Penegakkan hukum tersebut diperlukan karena sifat dasar manusia yang antara
lain senang kepada hawa nafsu dan berpotensi untuk saling bermusuhan (QS. Ali
Imrân : 14, al-Kahfi : 54, dan Yâsin : 77).
Penyelenggaraan
penegakkan keadilan itu dibimbing oleh hukum materiil (substantive law) dan
hukum formil (procedure law), yang mempunyai hubungan amat erat satu sama lain.

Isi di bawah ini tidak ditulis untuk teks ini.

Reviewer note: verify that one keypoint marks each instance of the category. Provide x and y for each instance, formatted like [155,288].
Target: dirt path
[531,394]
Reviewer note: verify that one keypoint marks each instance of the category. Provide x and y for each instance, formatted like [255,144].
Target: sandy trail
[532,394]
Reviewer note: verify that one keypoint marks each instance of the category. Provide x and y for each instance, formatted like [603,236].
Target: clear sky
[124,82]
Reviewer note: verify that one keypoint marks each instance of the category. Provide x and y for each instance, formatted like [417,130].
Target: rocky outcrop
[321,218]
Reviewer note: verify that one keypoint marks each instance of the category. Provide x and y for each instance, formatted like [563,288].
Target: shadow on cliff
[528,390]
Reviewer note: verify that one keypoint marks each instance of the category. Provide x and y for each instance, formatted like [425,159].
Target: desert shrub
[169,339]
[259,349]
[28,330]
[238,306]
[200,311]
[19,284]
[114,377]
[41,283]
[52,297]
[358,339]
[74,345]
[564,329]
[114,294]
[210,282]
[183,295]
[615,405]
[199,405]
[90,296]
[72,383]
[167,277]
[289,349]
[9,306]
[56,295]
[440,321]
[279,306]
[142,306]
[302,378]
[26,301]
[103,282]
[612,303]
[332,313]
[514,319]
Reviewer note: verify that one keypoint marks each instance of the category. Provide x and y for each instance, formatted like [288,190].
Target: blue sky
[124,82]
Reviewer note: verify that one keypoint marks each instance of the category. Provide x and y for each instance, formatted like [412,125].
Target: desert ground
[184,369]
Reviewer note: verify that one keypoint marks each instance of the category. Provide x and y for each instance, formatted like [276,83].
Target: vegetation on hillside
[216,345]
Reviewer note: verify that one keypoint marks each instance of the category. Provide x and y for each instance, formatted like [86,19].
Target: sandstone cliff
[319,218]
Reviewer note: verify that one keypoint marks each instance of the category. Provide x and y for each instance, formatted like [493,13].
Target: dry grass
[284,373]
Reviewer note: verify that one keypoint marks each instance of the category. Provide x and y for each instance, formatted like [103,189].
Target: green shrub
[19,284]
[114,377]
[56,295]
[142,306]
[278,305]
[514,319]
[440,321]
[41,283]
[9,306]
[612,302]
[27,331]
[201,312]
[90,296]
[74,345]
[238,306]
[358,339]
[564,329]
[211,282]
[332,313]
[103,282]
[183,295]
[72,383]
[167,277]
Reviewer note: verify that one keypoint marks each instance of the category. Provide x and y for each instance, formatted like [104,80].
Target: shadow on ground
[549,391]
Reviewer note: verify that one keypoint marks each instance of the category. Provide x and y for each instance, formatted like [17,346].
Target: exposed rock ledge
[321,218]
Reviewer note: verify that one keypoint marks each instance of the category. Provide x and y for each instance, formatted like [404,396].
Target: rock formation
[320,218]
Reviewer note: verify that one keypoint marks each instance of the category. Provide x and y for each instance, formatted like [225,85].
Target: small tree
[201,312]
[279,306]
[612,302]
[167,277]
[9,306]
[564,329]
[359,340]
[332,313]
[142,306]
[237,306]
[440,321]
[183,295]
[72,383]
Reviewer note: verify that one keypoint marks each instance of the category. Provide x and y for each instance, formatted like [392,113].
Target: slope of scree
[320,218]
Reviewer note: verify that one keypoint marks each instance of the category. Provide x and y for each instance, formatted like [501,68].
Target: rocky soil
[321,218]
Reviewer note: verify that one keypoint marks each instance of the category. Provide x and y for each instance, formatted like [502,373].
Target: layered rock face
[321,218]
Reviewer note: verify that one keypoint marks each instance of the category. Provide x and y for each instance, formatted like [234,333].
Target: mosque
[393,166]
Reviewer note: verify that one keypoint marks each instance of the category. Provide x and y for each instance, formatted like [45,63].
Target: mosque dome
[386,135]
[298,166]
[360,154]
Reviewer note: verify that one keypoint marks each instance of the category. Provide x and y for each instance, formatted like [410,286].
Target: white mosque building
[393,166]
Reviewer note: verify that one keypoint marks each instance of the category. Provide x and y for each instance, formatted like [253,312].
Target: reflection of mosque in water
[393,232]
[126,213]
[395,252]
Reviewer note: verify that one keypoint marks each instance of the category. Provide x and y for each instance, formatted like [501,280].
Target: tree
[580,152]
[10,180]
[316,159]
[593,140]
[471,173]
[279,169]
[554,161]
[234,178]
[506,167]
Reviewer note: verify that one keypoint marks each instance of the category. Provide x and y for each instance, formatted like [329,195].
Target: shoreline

Hukum materiil tidak mungkin dapat berdiri sendiri lepas dari hukum formil,
begitu pula sebaliknya. Maka al-Qur’ân dan Hadist di samping mengajarkan
asas-asas hukum materiil, juga mengajarkan asas-asas hukum formil.
Dalam Islâm,
peradilan itu merupakan tugas yang mulia dan agung, karena di dalam kekuasaan
peradilan terkandung “menyuruh ma’ruf dan
mencegah munkar”, “menyampaikan hak
kepada yang harus menerimanya dan menghalangi orang zalim untuk berbuat aniaya,
serta mewujudkan perbaikan umum”. Kekuasaan peradilan itu amat luas
bidangnya, baik menyangkut jiwa, barang-barang atau harta benda, kehormatan
atau martabat manusia dan lain sebaginya. Oleh karena itu Islâm memberikan
pedoman, agar para hakim dan peradilan tidak menyimpang atau menyeleweng dari
hal-hal yang sudah ditentukan dalam Islâm itu sendiri (QS. al-Mâidah : 49,
an-Nisâ : 58, 65).
b.
Konsepsi Civil Law atau Rechsstaat
Civil Law atau
Rechsstaat adalah konsep negara hukum yang diterapkan dan bertumpu pada
negara-negara dengan sistem hukum Eropa Kontinental (Sentralnya;
Jerman, Prancis, Belgia, Belanda dan Skandinavia). Pada tife ini yang berdaulat adalah hukum, sehingga hukum
memandang negara sebagai subjek hukum yang dapat dituntut bila melanggar hukum.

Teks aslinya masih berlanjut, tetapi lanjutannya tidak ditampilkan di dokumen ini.